The Canadian Forces is not tracking how many of its soldiers are suffering from service-related hearing loss and traumatic brain trauma, two of the so-called signature injuries of the conflicts in Afghanistan and Iraq.
Wait, not tracking the two biggest groups of injuries our soldiers suffer? That can't be... oh.
Forces members are examined for a variety of possible injuries in theatre and when they return from a deployment, but the data in most cases is contained in a paper record that goes into individual files.
But it's not like anyone else bothers to keep these kinds of... oh.
Unlike the British and American militaries, which have better means of tracking conditions affecting their troops, the Canadian Forces has yet to implement computerized programs that can digitally compile information and point to any trends for certain injuries.
Surely the Forces are looking after the troops once they come home, though, right? ...oh.
To test for hearing loss at home, military doctors have to rely on antiquated 1970s-vintage audiometres for which replacement parts are not being made and can produce only a paper document.
But how big a problem is it, really? ...oh.
[T]he numbers of troops indicating mild traumatic brain injuries could range up to 20 per cent, but... most wouldn't likely have long-term problems.
Kind of hard to say that when you don't even have decent records of the incidence of the injuries, isn't it? And that doesn't exactly reflect the latest research on the subject, either.
But the problem isn't even short-term treatment -- it's dealing with a veteran who shows up in 10 years' time, complaining about problems with memory, balance, irritability and concentration.
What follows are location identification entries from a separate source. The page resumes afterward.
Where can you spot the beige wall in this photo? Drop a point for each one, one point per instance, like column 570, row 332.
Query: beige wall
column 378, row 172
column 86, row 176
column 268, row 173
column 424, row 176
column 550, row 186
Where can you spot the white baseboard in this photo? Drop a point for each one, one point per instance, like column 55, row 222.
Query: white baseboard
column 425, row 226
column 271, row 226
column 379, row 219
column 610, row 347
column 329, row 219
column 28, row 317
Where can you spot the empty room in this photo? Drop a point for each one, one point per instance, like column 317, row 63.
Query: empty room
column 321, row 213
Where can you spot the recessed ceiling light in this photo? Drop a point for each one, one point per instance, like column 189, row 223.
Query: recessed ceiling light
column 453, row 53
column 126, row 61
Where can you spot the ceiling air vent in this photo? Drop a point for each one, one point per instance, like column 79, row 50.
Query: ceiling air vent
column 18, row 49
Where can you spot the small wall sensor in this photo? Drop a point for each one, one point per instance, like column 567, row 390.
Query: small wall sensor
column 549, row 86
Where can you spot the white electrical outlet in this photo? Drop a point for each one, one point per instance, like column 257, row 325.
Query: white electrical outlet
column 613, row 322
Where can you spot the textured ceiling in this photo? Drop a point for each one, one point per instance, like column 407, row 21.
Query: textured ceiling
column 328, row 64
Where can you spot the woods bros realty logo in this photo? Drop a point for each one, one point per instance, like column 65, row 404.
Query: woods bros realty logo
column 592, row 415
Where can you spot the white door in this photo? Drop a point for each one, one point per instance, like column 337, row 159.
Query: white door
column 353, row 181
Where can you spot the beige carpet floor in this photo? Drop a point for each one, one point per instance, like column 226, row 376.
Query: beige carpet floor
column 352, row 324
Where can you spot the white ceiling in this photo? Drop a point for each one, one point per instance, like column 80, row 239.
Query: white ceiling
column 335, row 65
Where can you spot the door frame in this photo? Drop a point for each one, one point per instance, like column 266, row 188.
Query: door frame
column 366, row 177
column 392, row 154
Think the piece of paper in a DND filing cabinet is going to help that person out? Yeah, I've got some doubts myself.
I've said it before and I'll say it again: we haven't even begun to pay for our adventure in Afghanistan -- and pay we will, make no mistake.
The question is whether our country is going to pay up front with the dollars and political will needed to really take care of our military, or whether we're going to let the men and women involved pay with their physical and mental health, their destroyed marriages and families, their substance addictions, and their high suicide rates.
Red shirts and yellow ribbons aren't going to fucking cut it.